A few months ago I was diagnosed with an irritating little thing called an acoustic neuroma. It’s a teeny tiny benign tumour on my 8th cranial nerve (acoustic nerve to you and me) made up of Schwann cells…. Yep, I don’t really know what that means either… But nonetheless, it’s here to stay for the time being.

So far it hasn’t really caused me too many problems – a bit of tinnitus and some crazy balance issues when I get a cold – kind of like getting drunk for free, but only feeling the negative aspects. It’s also very small, but I’m pretty young to have grown one.

This means that it will almost certainly get bigger, and start pressing on my ear canal, and maybe my facial nerve. AT the moment I have excellent hearing, though I say so myself, but the consultant kindly told me to “enjoy it while it lasts”. Ah optimism. Well, luckily I’ve got plenty of optimism for the two of us…. three of us if you count the little blighter, which incidentally is called Pinky as of today – it made a good blog title anyway!

On Thursday I have my 2nd MRI scan to see how ‘lil Pinky is getting along. I know that some people find the process of an MRI a bit scary, bit I kinda like curling up in small spaces – its just the noises that are a bit disconcerting.

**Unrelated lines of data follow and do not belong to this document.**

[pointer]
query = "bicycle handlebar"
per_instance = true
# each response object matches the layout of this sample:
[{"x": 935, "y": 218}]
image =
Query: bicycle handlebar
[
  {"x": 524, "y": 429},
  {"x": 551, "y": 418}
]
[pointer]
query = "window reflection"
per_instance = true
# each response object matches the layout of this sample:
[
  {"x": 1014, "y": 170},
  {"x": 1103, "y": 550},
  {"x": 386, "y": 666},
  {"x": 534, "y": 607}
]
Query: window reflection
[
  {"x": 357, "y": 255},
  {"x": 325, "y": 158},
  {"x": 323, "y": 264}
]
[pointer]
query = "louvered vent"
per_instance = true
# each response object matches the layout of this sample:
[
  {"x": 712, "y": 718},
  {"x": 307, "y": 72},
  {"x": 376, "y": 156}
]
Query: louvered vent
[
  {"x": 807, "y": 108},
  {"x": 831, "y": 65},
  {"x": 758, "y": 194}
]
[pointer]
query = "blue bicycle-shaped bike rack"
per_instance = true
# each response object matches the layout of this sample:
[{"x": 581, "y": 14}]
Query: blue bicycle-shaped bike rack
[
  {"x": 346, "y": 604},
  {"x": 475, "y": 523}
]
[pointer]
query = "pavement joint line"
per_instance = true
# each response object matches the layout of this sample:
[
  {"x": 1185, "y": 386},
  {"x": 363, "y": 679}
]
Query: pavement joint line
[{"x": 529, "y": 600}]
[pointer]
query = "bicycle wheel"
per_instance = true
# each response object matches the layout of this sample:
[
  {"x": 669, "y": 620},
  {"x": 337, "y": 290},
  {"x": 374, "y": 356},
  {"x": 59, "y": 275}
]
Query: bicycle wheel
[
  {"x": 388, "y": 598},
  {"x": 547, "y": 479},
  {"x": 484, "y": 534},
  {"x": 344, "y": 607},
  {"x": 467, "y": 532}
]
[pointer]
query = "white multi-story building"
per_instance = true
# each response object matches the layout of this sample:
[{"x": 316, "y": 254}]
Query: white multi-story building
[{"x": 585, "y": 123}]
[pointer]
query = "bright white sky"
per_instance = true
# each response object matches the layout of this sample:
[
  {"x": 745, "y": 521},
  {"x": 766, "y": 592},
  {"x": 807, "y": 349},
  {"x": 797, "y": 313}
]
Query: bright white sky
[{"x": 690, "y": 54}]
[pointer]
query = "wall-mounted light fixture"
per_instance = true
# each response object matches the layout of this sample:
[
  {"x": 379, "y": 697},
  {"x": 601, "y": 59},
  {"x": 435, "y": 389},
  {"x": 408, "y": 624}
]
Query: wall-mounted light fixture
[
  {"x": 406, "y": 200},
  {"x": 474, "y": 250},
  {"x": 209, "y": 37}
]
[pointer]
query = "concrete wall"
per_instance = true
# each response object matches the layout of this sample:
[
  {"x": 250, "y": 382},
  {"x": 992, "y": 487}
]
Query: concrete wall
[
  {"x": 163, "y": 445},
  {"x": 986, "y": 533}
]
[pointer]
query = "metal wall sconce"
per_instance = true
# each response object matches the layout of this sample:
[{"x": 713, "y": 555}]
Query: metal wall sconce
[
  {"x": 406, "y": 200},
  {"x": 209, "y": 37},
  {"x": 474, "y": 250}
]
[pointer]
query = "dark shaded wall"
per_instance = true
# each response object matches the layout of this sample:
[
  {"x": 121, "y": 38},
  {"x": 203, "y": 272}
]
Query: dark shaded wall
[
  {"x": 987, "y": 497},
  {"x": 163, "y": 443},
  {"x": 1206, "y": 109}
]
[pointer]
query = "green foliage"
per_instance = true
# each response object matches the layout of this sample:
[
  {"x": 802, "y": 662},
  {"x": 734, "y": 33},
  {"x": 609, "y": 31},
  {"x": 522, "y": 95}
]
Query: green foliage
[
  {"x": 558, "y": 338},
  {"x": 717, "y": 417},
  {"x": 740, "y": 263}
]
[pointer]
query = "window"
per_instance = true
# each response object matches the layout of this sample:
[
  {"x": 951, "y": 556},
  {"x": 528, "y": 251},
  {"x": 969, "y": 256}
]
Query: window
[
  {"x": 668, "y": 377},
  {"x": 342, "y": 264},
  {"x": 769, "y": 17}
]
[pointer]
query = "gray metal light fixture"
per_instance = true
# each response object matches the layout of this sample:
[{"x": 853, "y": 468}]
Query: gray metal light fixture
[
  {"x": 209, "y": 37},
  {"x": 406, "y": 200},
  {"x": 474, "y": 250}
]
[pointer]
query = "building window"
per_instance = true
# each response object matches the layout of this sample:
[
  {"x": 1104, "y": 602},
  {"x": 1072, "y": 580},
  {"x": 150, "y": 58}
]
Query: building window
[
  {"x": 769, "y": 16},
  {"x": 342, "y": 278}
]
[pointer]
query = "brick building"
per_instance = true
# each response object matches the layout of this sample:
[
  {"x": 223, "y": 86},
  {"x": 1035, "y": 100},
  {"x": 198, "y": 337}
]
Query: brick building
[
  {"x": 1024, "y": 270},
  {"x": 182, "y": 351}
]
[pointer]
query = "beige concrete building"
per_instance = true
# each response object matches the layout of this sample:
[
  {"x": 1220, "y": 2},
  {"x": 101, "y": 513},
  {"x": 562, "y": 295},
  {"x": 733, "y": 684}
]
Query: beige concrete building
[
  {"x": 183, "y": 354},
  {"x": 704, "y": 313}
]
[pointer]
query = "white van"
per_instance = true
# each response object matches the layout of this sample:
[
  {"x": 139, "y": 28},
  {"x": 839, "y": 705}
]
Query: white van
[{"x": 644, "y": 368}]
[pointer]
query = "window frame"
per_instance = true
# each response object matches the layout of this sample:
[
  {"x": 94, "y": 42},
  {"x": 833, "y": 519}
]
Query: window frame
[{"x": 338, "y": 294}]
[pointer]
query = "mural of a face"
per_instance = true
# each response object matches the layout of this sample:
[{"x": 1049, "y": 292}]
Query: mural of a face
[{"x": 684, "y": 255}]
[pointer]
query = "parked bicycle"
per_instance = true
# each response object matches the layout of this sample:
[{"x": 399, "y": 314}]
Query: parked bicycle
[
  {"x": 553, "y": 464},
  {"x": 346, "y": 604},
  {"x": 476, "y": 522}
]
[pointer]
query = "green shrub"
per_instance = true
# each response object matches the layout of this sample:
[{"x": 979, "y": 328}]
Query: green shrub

I loved, on my first MRI, how they decided to play Classical FM through the headphones as a ‘soothing distraction’. Friends, I can’t hear much when there is background noise at the best of times, but this turned it into something from a Francis Ford Coppola movie with the bangs and squeaks and random outbursts of Chopin!

I think that this time I’ll sing in my head. I wonder what that will do to the brain images?

Well, there we are. First blog post written. Hopefully I won’t forget all about this endeavour… and I’ll remember to let you know how that MRI goes! Clunk clunk.